Rechtliche Grundlagen

Gemäss § 31 des Volksschulgesetzes vom 7. Februar 2005 (VSG, LS 412.100) werden die Schülerinnen und Schüler der Primar- und Sekundarstufe regelmässig beurteilt. Berücksichtigt werden insbesondere die Leistung, die Lernentwicklung und das Verhalten. Das Volksschulgesetz überträgt die Kompetenz zur Festlegung der schriftlichen Form der Beurteilung dem Bildungsrat (§ 31 Abs. 3 VSG). Dieser legt im Reglement über die Ausstellung der Schulzeugnisse an der Volksschule (Zeugnisreglement) vom 1. September 2008 (ZRgl, LS 412.121.31) fest, wie die Beurteilung der Schülerleistungen im Zeugnis in Form von Noten (Gesamtleistungen in den Fächern) und der Zuordnung von Begrifflichkeiten (Lernentwicklung und Verhalten) zu erfolgen hat.

Notengebung und Beurteilung

In den Zeugnissen erfolgt die Notengebung in den Fächern des Lehrplans (Pflicht-, Frei- und Wahlfächer (§ 2 ZRgl). Die Lehrpersonen haben zweimal jährlich ein Zeugnis auszustellen, je auf Ende Januar und auf Ende des Schuljahres (§ 3 ZRgl). Auf der Kindergartenstufe und in der 1. Klasse der Primarstufe werden keine Noten erteilt (§ 4 ZRgl). Statt einer Benotung erfolgen Elterngespräche. Diese finden mindestens zweimal jährlich statt, in der Regel je ein Gespräch pro Semester (§ 4 Abs.1 ZRgl). Auf der Kindergartenstufe kann dann auf die Durchführung eines zweiten Elterngesprächs verzichtet werden, wenn Eltern bzw. Erziehungsberechtigte dies ausdrücklich wünschen und die verantwortliche Kindergartenlehrperson damit einverstanden ist (§ 4 Abs.2 ZRgl).

In Deutsch, Französisch und Englisch werden die Schülerleistungen differenziert beurteilt. Neben der Gesamtnote in den einzelnen Fächern werden die vier Teilbereiche Hörverstehen, Leseverstehen, Sprechen und Schreiben gemäss Lehrplan abgebildet (§ 5 und § 7 ZRgl).

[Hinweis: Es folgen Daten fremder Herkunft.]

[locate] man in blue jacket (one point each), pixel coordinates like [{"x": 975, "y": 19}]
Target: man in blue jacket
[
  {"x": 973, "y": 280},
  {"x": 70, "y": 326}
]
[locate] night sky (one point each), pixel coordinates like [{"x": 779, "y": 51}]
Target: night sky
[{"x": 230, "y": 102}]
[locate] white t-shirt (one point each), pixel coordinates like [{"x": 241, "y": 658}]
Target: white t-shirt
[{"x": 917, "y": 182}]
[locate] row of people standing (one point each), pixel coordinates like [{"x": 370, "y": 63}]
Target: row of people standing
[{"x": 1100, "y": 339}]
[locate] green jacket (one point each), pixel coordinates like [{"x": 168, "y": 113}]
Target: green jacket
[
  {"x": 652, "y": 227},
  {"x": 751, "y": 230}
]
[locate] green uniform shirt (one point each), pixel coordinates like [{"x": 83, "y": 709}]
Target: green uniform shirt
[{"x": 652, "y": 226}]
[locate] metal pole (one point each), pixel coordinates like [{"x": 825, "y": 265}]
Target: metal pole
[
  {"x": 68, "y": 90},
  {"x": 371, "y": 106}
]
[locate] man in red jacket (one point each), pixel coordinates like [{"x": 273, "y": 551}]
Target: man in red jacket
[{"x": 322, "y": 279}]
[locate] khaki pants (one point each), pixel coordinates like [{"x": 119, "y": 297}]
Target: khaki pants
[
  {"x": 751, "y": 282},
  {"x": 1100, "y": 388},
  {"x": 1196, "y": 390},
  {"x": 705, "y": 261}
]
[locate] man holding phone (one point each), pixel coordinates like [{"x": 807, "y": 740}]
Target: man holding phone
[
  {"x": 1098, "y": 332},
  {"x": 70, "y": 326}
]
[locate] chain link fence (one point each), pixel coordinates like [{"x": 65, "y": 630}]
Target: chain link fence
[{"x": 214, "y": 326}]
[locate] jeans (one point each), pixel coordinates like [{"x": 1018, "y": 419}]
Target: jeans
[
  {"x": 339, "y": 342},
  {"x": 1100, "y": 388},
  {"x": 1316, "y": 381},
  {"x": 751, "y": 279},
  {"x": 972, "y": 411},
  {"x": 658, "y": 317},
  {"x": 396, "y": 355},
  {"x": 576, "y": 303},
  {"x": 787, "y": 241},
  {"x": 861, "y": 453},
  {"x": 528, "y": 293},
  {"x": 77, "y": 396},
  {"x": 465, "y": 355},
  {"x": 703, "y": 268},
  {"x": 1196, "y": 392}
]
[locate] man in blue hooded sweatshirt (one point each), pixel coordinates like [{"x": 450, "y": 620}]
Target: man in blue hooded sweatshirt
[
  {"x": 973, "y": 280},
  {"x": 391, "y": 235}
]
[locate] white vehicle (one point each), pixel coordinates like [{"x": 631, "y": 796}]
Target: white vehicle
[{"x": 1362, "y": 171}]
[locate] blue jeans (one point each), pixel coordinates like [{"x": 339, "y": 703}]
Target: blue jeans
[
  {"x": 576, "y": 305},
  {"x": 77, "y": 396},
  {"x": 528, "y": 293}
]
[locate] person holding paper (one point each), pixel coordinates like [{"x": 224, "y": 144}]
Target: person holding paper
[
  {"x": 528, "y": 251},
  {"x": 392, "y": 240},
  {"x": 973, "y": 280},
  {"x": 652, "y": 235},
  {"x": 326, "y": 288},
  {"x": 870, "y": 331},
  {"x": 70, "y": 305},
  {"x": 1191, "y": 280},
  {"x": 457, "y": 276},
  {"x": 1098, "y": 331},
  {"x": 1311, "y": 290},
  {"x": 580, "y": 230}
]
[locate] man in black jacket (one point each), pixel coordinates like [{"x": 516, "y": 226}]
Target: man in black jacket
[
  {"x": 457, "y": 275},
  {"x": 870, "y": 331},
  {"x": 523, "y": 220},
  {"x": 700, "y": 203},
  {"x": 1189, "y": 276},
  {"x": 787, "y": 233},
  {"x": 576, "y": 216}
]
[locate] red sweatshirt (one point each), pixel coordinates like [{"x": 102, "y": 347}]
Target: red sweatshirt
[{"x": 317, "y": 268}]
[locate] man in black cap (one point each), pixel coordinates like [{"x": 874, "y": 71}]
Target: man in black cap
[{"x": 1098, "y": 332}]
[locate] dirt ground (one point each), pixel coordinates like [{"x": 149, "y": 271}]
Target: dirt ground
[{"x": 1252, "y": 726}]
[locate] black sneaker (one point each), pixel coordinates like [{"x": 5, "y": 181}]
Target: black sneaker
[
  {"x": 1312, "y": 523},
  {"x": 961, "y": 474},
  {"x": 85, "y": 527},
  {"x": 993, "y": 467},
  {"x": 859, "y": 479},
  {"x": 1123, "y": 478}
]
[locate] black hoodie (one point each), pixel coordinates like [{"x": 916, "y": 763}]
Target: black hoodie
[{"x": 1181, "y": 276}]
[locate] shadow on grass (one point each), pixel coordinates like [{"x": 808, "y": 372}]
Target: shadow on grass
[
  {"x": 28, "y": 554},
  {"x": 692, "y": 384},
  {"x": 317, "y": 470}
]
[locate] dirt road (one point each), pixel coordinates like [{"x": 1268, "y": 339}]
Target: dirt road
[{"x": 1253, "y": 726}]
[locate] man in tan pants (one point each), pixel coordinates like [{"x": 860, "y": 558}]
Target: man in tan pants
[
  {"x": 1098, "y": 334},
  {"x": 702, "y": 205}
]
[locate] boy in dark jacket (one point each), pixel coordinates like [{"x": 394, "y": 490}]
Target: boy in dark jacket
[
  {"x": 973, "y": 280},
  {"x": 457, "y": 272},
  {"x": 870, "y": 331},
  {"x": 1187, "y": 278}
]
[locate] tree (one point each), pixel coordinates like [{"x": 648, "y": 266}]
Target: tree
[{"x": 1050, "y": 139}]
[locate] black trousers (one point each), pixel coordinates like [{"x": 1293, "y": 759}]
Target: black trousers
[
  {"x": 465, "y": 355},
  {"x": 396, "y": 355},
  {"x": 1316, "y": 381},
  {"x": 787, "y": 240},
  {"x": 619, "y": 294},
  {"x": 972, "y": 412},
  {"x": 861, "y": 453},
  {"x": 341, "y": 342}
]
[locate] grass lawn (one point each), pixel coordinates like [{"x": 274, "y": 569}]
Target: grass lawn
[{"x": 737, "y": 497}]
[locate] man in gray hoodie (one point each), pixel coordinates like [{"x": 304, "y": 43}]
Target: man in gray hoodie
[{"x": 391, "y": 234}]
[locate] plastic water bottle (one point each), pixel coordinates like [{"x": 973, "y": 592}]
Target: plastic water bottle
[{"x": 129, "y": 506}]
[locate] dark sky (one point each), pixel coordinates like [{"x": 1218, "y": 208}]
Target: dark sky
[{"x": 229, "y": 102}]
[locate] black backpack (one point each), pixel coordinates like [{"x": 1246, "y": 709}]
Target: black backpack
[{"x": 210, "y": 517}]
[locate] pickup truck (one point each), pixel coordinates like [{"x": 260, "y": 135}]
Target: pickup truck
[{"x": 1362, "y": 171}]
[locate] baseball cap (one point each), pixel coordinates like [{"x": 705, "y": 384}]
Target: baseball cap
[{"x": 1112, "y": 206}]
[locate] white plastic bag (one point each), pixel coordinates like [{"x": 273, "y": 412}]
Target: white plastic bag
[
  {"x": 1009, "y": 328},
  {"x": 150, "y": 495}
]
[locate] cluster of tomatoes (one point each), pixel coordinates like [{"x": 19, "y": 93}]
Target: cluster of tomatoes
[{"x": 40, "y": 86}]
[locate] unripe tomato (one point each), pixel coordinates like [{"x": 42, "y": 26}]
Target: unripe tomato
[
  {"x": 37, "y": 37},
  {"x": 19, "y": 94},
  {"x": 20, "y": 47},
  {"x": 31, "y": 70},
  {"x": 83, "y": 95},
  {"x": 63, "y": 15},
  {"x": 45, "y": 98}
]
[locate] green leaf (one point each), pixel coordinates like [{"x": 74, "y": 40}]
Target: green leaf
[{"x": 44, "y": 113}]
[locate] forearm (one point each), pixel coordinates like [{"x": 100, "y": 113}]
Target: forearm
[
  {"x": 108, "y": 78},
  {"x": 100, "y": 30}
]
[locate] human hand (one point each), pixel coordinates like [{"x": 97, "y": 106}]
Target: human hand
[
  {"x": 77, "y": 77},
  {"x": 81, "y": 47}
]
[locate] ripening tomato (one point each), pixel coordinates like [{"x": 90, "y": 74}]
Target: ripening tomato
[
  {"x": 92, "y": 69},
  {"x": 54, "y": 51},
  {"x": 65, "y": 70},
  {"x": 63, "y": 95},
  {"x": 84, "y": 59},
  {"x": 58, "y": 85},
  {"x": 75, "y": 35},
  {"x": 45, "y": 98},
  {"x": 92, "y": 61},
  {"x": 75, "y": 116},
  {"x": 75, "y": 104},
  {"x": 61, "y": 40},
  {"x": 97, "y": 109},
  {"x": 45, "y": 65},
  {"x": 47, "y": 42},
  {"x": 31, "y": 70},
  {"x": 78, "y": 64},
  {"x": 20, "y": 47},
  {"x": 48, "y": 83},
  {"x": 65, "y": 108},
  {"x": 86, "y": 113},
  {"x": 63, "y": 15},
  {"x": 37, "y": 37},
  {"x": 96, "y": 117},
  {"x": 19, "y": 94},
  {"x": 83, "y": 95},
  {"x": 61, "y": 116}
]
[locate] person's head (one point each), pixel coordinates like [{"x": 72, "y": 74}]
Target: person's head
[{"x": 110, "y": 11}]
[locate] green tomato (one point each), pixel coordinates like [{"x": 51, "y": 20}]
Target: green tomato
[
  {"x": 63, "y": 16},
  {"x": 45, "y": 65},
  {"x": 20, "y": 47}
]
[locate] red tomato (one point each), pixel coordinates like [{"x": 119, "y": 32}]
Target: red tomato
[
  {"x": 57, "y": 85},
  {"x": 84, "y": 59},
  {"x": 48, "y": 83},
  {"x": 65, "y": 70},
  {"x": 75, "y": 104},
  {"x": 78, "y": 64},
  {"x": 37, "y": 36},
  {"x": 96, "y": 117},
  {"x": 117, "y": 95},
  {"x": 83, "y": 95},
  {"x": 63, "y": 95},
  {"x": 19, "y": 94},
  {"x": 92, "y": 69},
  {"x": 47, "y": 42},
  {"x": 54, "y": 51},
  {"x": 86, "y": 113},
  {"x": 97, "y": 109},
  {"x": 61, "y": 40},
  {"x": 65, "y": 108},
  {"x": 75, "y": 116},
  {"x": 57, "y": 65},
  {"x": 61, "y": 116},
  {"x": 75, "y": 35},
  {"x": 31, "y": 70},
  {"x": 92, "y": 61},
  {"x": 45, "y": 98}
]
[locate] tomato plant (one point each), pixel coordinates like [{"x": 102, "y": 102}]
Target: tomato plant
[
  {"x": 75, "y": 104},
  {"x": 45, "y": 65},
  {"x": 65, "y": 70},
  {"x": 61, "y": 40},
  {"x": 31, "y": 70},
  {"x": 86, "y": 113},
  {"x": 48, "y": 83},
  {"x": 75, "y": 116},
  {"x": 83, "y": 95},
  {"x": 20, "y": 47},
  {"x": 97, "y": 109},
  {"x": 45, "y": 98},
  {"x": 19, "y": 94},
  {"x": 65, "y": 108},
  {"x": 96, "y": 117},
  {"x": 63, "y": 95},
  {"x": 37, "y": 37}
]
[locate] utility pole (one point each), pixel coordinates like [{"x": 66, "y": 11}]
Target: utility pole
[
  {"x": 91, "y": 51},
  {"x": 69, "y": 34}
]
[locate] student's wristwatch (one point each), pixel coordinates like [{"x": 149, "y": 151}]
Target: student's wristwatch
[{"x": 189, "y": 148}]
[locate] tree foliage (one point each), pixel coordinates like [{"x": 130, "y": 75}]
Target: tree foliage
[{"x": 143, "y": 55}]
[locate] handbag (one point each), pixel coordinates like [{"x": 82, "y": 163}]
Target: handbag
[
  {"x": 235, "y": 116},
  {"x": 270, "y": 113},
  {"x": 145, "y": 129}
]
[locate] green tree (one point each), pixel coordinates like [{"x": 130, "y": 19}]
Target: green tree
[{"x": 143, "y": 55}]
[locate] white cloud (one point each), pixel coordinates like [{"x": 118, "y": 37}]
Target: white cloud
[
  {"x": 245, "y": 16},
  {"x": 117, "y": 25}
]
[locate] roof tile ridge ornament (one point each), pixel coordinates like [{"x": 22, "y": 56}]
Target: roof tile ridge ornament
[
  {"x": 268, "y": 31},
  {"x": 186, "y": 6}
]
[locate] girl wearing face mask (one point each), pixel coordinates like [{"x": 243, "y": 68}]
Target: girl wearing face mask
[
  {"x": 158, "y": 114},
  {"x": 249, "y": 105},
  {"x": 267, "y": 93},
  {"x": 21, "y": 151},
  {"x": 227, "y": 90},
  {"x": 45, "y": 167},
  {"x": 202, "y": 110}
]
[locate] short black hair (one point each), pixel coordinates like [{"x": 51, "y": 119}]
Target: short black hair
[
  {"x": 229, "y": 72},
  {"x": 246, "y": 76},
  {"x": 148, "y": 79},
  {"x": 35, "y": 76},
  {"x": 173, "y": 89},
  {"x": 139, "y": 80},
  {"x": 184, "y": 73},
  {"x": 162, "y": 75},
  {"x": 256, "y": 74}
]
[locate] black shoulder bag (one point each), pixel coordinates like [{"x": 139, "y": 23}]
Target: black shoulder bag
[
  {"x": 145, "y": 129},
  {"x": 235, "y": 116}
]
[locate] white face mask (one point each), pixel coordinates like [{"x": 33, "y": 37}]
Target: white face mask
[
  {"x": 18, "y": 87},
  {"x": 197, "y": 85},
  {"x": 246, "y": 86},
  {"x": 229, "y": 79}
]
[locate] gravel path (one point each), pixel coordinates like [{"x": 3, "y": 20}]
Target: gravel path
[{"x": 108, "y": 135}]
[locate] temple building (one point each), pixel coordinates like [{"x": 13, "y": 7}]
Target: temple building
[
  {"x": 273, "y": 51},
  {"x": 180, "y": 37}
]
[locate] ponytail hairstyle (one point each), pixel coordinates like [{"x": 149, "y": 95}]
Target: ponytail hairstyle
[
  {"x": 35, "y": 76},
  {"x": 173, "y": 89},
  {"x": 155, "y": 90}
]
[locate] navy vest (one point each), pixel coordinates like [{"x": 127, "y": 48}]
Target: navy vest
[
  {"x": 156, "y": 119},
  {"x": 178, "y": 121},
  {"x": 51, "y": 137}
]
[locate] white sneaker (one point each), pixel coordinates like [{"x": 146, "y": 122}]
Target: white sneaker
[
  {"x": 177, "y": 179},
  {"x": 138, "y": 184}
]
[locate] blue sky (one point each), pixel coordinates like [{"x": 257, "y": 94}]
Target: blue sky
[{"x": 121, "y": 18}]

Damit ist gewährleistet, dass nicht allein sprachproduktive Fertigkeiten beurteilt werden. 

Projekt «Belastung - Entlastung im Schulfeld»

Im Sommer 2009 lancierte Bildungsdirektorin R. Aeppli das Projekt «Belastung - Entlastung im Schulfeld». Unter Leitung einer externen Fachperson analysierten die Verbände von Schulbehörden, Schulverwaltungen, Lehrpersonen und Schulleitenden sowie Vertretungen von Pädagogischer Hochschule und Bildungsdirektion die Belastungssituation an der Volksschule und skizzierten Entlastungsmöglichkeiten. Dabei wurde auch vorgeschlagen, den Beurteilungsaufwand bei der Erstellung der Zeugnisse zu reduzieren. Hauptzielsetzung des detaillierten Vorschlags ist einerseits eine Verminderung des zeitlichen Aufwands durch eine Änderung des Zeugnisrhythmus, aber auch ein Zugewinn an konzeptioneller Klarheit. Konkret werden fünf Massnahmen vorgeschlagen:

  1. Änderung des Zeugnisrhythmus auf der Kindergartenstufe und auf der Primarstufe;
  2. Beurteilungsinstrumente zu den Sprachlehrmitteln im Fach Deutsch;
  3. benutzerfreundlichere Zeugnissoftware;
  4. Schaffung eines einheitlichen Beurteilungskonzepts im Sinne einer Orientierungshilfe;
  5. Ausfüllen und Ausdrucken der Zeugnisformulare durch die Schulverwaltungen.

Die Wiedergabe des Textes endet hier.